Expected Effect: I hypothesize that maximizing the Magnesium concentration to 15–18 mM will stabilize the ribosome-mRNA complexes against the high ionic strength of the locked 312.5 mM Potassium Glutamate baseline. Furthermore, I expect that supplementing the reaction with 3.0 g/L Glucose and a surplus of Amino Acids (5–6 mM) will prevent metabolic exhaustion over the 36-hour incubation period, resulting in a sustained fluorescence signal and higher total protein yield compared to the standard NMP-Ribose-Glucose master mix.

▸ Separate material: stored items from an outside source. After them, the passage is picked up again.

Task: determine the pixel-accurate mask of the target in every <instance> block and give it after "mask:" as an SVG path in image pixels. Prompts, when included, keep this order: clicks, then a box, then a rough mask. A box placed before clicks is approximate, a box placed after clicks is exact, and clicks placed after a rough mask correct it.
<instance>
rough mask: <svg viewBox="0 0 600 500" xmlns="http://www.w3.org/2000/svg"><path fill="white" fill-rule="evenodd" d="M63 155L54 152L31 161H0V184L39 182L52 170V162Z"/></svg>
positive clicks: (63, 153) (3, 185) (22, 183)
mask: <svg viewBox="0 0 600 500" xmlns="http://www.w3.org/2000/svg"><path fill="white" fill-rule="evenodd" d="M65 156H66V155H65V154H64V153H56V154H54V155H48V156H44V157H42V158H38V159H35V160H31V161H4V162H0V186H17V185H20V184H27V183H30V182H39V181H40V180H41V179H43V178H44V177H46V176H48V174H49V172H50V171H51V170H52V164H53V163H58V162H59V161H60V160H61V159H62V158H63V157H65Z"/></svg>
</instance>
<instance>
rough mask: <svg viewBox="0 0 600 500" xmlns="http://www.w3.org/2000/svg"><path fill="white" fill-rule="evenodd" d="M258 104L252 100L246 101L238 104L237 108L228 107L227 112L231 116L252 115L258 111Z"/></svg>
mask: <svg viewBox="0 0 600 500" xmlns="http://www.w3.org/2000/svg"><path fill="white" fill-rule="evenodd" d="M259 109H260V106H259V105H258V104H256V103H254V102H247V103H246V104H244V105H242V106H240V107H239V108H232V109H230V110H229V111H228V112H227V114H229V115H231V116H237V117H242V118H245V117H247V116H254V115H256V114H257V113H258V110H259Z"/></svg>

3: Final Reagent Supplement JSON

For the global experiment, I designed a 6-well optimization cluster to test the limits of molecular crowding and metabolic longevity in a high-salt environment (locked at ~312mM Potassium Glutamate).

Well	Strategy	Hypothesis
J2	Baseline Optimized	Balanced increase of Mg, AA, and Glucose for maximum total yield.
J3	Mg-Max	Testing the upper inhibitory threshold of Magnesium (18.225 mM).
J4	AA Saturation	Testing if surplus building blocks (Tyrosine/AA Mix) can overcome salt-stress.
K2	Fuel Injection	Maximizing Glucose (3.0 g/L) to prevent late-stage ATP exhaustion.
K3	Redox Support	Pushing Nicotinamide (6.0 mM) to maintain NAD+ recycling over 36 hours.
K4	The “Final Boss”	A hyper-concentrated mix testing the limits of molecular crowding.

[
  {
    "quadrant": "Q4",
    "well_label": "J2",
    "supplements": [
      { "id": "nuclease_free_water", "supplemental_volume_nl": 1050 },
      { "id": "magnesium_glutamate", "supplemental_volume_nl": 325 },
      { "id": "aa_mix_17", "supplemental_volume_nl": 375 },
      { "id": "glucose", "supplemental_volume_nl": 75 },
      { "id": "nicotinamide", "supplemental_volume_nl": 175 }
    ]
  },
  {
    "quadrant": "Q4",
    "well_label": "J3",
    "supplements": [
      { "id": "nuclease_free_water", "supplemental_volume_nl": 1550 },
      { "id": "magnesium_glutamate", "supplemental_volume_nl": 450 }
    ]
  },
  {
    "quadrant": "Q4",
    "well_label": "J4",
    "supplements": [
      { "id": "nuclease_free_water", "supplemental_volume_nl": 850 },
      { "id": "aa_mix_17", "supplemental_volume_nl": 775 },
      { "id": "tyrosine", "supplemental_volume_nl": 375 }
    ]
  },
  {
    "quadrant": "Q4",
    "well_label": "K2",
    "supplements": [
      { "id": "nuclease_free_water", "supplemental_volume_nl": 1825 },
      { "id": "glucose", "supplemental_volume_nl": 175 }
    ]
  },
  {
    "quadrant": "Q4",
    "well_label": "K3",
    "supplements": [
      { "id": "nuclease_free_water", "supplemental_volume_nl": 1425 },
      { "id": "nicotinamide", "supplemental_volume_nl": 575 }
    ]
  },
  {
    "quadrant": "Q4",
    "well_label": "K4",
    "supplements": [
      { "id": "nuclease_free_water", "supplemental_volume_nl": 1125 },
      { "id": "magnesium_glutamate", "supplemental_volume_nl": 325 },
      { "id": "aa_mix_17", "supplemental_volume_nl": 375 },
      { "id": "glucose", "supplemental_volume_nl": 175 }
    ]
  }
]

Part D: Build-A-Cloud-Lab (Optional)

Since I’m working on the DermLogic skin patch for HPV detection, I’m interested in how the Nebula RAC could prototype dual-channel fluorescence sensors. Seeing this level of remote automation makes the “sandbox lab” dream feel much more attainable for an entrepreneur.